Amazon Aurora, a relational database service from Amazon Web Services (AWS), provides unparalleled high performance and availability at global scale, making it a preferred choice for organizations seeking a competitive database solution. As a database built for the cloud, Aurora is engineered to utilize cloud infrastructure capabilities, offering enterprise-level resilience, performance, and scalability for two of the most trusted open source database engines: MySQL and PostgreSQL. A key factor in the success of Aurora is its innovative architecture, which features a decoupled storage cluster distributed across multiple Availability Zones, resulting in a unique and resilient solution while reducing overall costs. While customers often anticipate cost savings when migrating from commercial databases to Aurora, many are pleasantly surprised to discover similar financial advantages when transitioning from self-managed MySQL and PostgreSQL.
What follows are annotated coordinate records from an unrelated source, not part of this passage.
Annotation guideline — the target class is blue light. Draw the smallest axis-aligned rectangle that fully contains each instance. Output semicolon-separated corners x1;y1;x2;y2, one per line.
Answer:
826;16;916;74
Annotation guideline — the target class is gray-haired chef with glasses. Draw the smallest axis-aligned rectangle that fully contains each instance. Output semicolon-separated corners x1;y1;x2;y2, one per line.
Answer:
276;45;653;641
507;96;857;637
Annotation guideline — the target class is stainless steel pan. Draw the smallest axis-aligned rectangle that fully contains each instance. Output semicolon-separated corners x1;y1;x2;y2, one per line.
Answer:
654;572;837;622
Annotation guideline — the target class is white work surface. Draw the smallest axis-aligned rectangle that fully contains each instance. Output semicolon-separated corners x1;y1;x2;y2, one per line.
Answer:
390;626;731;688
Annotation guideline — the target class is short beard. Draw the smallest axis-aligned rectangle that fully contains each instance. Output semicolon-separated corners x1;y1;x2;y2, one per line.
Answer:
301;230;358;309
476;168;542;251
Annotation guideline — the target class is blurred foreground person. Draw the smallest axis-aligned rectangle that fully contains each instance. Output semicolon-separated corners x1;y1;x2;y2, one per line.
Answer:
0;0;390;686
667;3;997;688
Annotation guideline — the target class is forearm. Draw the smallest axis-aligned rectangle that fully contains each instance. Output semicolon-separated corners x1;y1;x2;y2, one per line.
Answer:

In this post, we highlight often overlooked architectural designs and the inherent features of Aurora that optimize costs when deploying an open source database. The following sections examine various use cases, contrasting typical self-managed database configurations and their associated costs with the equivalent solution on Aurora, highlighting potential cost savings and operational efficiencies. We provide detailed cost comparisons based on the specific criteria defined in each use case using on-demand pricing in the US East (Ohio) region, and they are valid as of the date when this post was published. We encourage readers to consult the AWS pricing calculator or their account teams for current rates and personalized cost analyses.
Use case: Fundamental resilient database architecture with scaled reads
One of the most common use cases is based on a fundamental resilient architecture with scaled reads. The below self-managed architecture provides for a primary instance serving read/write traffic, a secondary logical replica that serves dual purposes – offering high availability with a low recovery point objective (RPO) while also acting as a replication source for downstream read replicas, and two read-only instances where read traffic can be diverted and scaled horizontally. This topology optimizes read scalability by distributing read workloads across multiple replicas while avoiding replication overhead on the primary, as the secondary replica handles the replication stream to downstream read replicas. The secondary replica can be promoted to primary during failover scenarios, maintaining business continuity, while the read replicas continue to serve read traffic, now replicating from the newly promoted primary. This architecture specifically uses the secondary instance as the failover target, as industry practices typically avoid using read replicas for failover in MySQL and PostgreSQL due to potential replication lag and data loss during the promotion process. This limitation necessitates the additional secondary instance, effectively increasing the overall cost of the solution.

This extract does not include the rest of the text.